What she sought would be better seen with the eyes of a bird as well. Any trace of Lady Aurora would be faint, now, as she’d been gone some time and the emotional and spiritual residue left by dreamers faded with their time away from the realm of sleep, and with distance.
If there was no sign at all, that meant Lady Aurora was very far away, not sleeping, or both. Neither boded well.
Nicola was beyond the dreams of humans and into the astral realms occupied by fae and their exiled cousins the mazoku when she spotted it: a fine golden thread. it looked for all the world like a strand of Lady Aurora’s hair, at first glance, and Nicola immediately swooped down on it.
It was real.
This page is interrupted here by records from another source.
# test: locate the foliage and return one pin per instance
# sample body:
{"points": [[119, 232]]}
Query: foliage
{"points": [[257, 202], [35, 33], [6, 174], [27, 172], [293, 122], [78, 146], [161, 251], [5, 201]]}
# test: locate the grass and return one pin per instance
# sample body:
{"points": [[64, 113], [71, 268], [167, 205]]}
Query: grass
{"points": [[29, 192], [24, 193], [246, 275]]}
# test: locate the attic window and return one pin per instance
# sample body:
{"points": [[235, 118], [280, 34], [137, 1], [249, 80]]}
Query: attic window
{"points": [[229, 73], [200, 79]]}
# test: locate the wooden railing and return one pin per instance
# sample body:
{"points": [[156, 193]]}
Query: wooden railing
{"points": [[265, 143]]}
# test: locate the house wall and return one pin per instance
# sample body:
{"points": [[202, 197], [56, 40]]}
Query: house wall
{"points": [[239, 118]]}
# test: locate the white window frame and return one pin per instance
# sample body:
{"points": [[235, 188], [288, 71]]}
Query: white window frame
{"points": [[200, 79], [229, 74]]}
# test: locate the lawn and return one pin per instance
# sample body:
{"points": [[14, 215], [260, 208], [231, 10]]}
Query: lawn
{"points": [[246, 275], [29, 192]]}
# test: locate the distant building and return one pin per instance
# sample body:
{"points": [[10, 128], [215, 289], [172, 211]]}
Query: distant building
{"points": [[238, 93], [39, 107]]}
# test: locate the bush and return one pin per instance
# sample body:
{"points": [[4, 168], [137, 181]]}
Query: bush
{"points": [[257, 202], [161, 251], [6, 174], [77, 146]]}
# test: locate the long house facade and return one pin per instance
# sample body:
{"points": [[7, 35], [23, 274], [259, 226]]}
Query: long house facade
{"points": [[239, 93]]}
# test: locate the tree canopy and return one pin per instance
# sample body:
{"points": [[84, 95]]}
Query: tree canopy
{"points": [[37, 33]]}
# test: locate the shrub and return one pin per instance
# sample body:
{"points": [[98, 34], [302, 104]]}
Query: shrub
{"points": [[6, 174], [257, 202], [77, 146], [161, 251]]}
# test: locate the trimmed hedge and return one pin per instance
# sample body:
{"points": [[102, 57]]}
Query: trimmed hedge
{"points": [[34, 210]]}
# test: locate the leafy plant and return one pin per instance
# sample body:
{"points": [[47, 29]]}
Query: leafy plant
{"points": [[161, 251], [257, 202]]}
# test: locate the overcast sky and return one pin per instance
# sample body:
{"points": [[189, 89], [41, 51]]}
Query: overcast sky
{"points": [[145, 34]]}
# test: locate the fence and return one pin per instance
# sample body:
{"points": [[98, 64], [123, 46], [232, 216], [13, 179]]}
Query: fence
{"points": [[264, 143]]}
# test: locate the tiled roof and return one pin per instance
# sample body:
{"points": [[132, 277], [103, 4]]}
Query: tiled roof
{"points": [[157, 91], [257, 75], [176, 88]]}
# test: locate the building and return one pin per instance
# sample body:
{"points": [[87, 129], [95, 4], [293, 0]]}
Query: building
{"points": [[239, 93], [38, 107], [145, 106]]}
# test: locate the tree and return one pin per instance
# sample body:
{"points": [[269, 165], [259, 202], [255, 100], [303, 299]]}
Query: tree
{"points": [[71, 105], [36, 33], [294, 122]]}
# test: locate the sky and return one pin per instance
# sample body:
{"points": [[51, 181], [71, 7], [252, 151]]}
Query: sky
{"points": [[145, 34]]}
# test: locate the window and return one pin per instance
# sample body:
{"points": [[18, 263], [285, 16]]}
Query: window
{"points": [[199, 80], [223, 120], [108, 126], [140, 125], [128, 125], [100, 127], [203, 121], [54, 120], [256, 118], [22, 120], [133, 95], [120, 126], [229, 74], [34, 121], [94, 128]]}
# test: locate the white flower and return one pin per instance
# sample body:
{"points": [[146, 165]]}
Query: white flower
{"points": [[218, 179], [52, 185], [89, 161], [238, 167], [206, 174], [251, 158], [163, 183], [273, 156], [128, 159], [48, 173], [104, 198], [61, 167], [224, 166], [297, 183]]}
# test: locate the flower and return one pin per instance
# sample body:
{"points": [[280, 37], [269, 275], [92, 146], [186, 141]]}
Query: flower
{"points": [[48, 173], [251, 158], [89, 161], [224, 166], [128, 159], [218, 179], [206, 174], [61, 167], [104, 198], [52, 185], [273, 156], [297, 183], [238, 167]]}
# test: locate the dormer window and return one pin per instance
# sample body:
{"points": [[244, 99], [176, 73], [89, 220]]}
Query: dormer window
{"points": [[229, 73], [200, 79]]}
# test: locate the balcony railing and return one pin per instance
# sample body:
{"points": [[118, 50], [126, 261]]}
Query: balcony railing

It was here. A sign, finally. So then she’d dreamed recently, maybe? Or perhaps the traces left by ones like her simply lasted a lot longer than did those of humans, fae, or elves? Ether way, it was a sign. It was a trail she could follow. Nicola hopped excitedly (she tended to take on avian mannerisms as well, much to the amusement of spectators) and then took to the air again. This was so much better than she could have hoped.The trail was faint, but it was unbroken, and it belonged to none other than the Lady. She knew it in her heart.
She followed it beyond the dreams of the created beings, out to the higher aetherial plane. Here lived the souls of the departed, beings of energy freed of flesh and free of sorrow and doubt after having crossed the river of trials in the underworld.
Nicola could not enter that realm, of course. Had she tried it would have been like flying into and out of a cloud. Ones who still lived in a physical body could not cross that boundary.
She half-hovered a moment, entranced by the shifting soft lights of the last great horizon, but soon enough reality intruded. The thread - it was gone?
No, not gone, but not here - Nicola landed ungracefully and heaved a tiny sigh of relief. The Lady was alive. The thread did not pass the horizon.
It stopped shy of this place, but where?
Resuming her person-shape, Nicola paced around slowly, retracing her path back from the horizon toward the everyday realm of dreams. So focused was she on the light of the fine golden thread that she utterly missed the large black stone directly in her path.
“Son of - ow what - “ Nicola shook her foot out, wincing, and then glared at what’d got in the way of her bare toes.
A pile of black stones.
No, a cairn.
But what did it mark? Nicola looked up and down along the horizon, and back the way she’d come. There was nothing apparent that it would be indicating or warning of...
...But the golden thread’s trail ended here. It vanished into the stones of the cairn.
Nicola bit her lip and fidgeted. That gave her a turn, a bad one. Was someone trying to hide the Lady’s path? Was someone trying to bar the way to her?
Nicola reached for the top stone of the cairn and then withdrew her hand sharply.
The stones were ice-cold.
Not only that, now that she looked at it, the entire arrangement resembled nothing less than a burial site.
Nicola bit back panic and then grabbed the topmost stone.
“If anyone sleeps here,” she murmured, “know that I am sorry for having disturbed you. The extent of my remorse is the depth of every sea as one. I mean no harm. My hands are open. I will restore your memorial and tomorrow I will bring you flowers.”
Slowly, slowly, the cairn shrunk in size. The stones were all frigid, and Nicola’s hands felt numb and clammy. Still, she followed the thread with the tip of her finger, marking where it vanished under or between the stones and removing those in her path.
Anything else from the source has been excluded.